Mário Centeno indicou que o Estado “teve uma poupança estimada de dois mil milhões de euros anuais com esmagamento dos diferenciais de juros face aos outros países”, realçando ainda ganhos para empresas e famílias, uma vez que “o endividamento privado é bastante superior ao endividamento público”.
O governador do BdP recusou ainda as conclusões da auditoria que referem falta de transparência no processo de venda do Novo Banco.
“Se de facto há algo que não faltou a este processo de venda foi escrutínio e auditorias”, disse Centeno considerando que a do Banco de Portugal é “uma das mais importantes”.

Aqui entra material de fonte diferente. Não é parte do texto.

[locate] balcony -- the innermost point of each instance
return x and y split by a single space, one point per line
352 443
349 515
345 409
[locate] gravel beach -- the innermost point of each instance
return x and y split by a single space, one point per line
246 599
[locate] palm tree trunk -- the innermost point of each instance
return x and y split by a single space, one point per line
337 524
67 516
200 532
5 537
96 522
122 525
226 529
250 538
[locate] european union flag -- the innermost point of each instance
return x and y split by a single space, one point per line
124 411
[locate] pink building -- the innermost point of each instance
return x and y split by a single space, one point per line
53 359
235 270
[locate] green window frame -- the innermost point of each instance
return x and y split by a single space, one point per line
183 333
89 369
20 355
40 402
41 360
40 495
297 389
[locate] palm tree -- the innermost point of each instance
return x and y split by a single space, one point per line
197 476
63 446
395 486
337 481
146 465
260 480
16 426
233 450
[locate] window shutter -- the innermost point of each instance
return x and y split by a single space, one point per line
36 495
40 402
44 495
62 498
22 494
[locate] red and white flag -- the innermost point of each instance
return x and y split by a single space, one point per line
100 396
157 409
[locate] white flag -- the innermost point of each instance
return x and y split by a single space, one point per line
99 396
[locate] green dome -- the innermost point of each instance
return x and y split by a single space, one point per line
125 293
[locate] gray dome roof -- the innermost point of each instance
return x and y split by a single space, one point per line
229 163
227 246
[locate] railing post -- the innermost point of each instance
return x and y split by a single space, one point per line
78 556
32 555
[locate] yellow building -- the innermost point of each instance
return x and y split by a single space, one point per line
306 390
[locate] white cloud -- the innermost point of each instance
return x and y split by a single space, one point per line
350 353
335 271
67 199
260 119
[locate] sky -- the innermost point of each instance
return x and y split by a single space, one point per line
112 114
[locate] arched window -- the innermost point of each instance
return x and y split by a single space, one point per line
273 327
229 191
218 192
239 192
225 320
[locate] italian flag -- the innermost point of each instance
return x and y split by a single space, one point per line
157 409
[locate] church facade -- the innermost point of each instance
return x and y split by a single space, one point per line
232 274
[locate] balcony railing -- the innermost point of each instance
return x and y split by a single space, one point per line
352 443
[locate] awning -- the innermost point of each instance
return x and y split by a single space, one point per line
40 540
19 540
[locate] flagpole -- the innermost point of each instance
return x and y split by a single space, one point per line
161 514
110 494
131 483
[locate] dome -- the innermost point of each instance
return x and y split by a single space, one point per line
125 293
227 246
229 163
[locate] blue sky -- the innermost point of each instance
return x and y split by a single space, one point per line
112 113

Questionado sobre os 1.600 milhões de euros, referidos na auditoria, relativos ao valor da capitalização extra do Novo Banco que o Estado acordou com a Comissão Europeia no âmbito da venda do banco à Lone Star, o governador do BdP disse que “a melhor estimativa para a chamada do ‘backstop’ é zero euros”.
“Sobre o ‘backstop’ eu quero deixar claro que é um cálculo em cima de um cenário da Comissão Europeia durante o período de reestruturação”, explicou Centeno, acrescentando que “esse compromisso só vale durante o período de reestruturação, porque assume-se que depois da reestruturação o banco é viável”.